Ahora que el tiempo por fin acompaña, aprovecha uno las horas de luz de la tarde para recorrer las calles de Cádiz, para patear el suelo de Cádiz, para regodearse en la luz y revivir un poco, después de un invierno tan largo, tan soso y tan frío, como revive también la naturaleza y lo festejaremos dentro de nada, sabiéndolo o no, con romerías y ferias. Y sale uno por fin a la calle y pasea y saluda o esquiva y sobre todo, ay, se extraña, porque el Cádiz que uno tiene en el pasado y los recuerdos no coincide ya demasiadas veces con el Cádiz que se va encontrando en la realidad de hoy. Si ya los gaditanos parecen salidos del Bronx o de Manhattan, si se empiezan a ver, y ojalá vengan más, gaditanos y gaditanas que pertenecen a otras etnias, si la soledad de muchas calles a horas tempranas nos indica que cada vez nos vamos convirtiendo más en pueblo y ni siquiera en pueblo grande, choca descubrir en carnes cómo los comercios pequeños, no necesariamente los de toda la vida, han ido cambiando imperceptiblemente o de golpe y porrazo, hasta configurar una población que lucha entre lo moderno y prístino y lo arrinconado y a punto para el derrumbe.

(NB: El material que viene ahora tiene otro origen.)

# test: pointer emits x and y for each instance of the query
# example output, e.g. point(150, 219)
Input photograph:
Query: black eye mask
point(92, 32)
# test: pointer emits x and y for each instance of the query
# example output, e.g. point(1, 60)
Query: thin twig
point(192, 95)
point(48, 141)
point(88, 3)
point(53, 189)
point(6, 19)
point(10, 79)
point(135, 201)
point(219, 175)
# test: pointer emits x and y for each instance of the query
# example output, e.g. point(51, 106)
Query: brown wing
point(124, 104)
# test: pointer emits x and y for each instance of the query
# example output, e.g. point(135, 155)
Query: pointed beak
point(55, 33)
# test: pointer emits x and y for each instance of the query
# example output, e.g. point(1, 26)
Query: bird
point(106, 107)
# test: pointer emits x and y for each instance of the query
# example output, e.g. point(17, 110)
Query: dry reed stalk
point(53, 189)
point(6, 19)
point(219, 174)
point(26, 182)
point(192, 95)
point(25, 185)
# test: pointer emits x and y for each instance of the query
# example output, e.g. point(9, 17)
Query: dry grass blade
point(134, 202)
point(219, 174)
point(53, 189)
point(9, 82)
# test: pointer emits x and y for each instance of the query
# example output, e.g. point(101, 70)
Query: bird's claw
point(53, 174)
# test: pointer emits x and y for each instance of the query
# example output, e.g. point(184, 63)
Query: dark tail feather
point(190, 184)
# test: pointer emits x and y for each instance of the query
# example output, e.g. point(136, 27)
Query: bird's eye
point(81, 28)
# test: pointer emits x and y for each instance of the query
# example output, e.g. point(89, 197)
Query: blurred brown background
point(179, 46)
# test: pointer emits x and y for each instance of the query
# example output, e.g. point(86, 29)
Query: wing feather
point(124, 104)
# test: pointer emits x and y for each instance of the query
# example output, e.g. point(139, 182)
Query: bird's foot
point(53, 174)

Pasea usted por Columela o por San Francisco y comprueba con sorpresa que aquella tienda de modas de toda la vida ahora pertenece a una franquicia, neón impersonal, maniquís de diseño, ropa de tallas que no hay ser humano que se enfunde. O, peor aún, muestra abandonados detrás de los escaparates sucios los restos de una actividad humana que parece muy lejana en el tiempo y que sin embargo estaba allí, renqueando sin duda, hace tres o cuatro semanas: las etiquetas y los anuncios de liquidación o de segunda rebaja, las perchas abandonadas a su suerte. Los videoclubes desaparecieron, como desaparecieron las Barracas, y los todo a cien, y las inmobiliarias. Ya no quedan kioscos donde comprar el tebeo de la semana, que ni siquiera existe ya, y la duda que me queda, después de intentar recuperar aquellos paisajes urbanos, es dónde compra la gente hoy la prensa del corazón o la deportiva, si sólo quedan los huecos o, como el caso del kiosco de Ingeniero la Cierva, un monumento a la nada que imagino se perderá para siempre en cuanto metan la primera excavadora para arreglar la plaza y fastidiarnos sine die a los que guardamos el coche debajo (lo primero que se perdió en esta ciudad, claro, fueron los aparcamientos).

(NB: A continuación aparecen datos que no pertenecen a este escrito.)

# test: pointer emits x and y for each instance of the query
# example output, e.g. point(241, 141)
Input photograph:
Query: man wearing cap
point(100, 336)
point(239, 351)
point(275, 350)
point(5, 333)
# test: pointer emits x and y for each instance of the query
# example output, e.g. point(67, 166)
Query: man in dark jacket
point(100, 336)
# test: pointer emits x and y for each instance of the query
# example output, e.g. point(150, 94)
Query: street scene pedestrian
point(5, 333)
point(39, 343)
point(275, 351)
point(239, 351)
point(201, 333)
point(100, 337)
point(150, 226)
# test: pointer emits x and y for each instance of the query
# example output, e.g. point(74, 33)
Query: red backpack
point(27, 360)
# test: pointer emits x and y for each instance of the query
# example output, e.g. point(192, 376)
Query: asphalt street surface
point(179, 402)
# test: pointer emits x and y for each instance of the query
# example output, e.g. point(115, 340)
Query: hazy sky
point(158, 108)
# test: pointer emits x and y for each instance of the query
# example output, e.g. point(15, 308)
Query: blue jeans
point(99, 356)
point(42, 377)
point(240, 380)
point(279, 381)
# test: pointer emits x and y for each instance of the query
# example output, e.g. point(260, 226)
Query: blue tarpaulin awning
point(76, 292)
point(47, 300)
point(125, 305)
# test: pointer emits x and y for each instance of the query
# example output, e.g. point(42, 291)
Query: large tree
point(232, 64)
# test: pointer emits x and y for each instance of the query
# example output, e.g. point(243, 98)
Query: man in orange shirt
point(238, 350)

Pasea usted por la Laguna o por la Avenida y tres cuartos de lo mismo: ya no están aquellos bares históricos, barridos por ese deterioro que tendríamos que haber convertido en progreso y no supimos. Los supermercados no reponen y hay que estar ojo avizor para cuando llega el reparto del pan Bimbo, que nos deja el integral con cuentagotas. Ya no hay cines en nuestras calles, ni librerías. Se reciclan una y otra vez los locales de esa nuestra arteria principal y muchos de ellos, imagino que por los precios que se piden en alquiler o traspaso, permanecen ahí a la espera de nada. Si sumamos luego esos tres o cuatro establecimientos de cualité que abren cuando les da la gana y a horarios que nadie entiende, comprendan ustedes que el placer de pasear por nuestras calles se me convierte a veces en una sensación inquietante, como si pasera por una ciudad virtual que no coincide con la que veo en mi mente, como si estuviera condenado a empujar mi sombra por una ciudad fantasma.
Antes hablábamos de “los locales malditos”, esos que cambiaban cada dos por tres de negocio y de estructura, los que estaban condenados a volver a mutar poco después, siempre con la rémora del cierre a cuestas. Lo que no sabíamos es que esos locales malditos acabarían por convertirse en una enfermedad contagiosa.
Lo peor de todo es que esta crisis no empezó con esta crisis. El abandono de nuestra actividad comercial, por mucho que queramos ser ciudad turística, no es cosa nueva, aunque todavía sorprenda, todavía duela.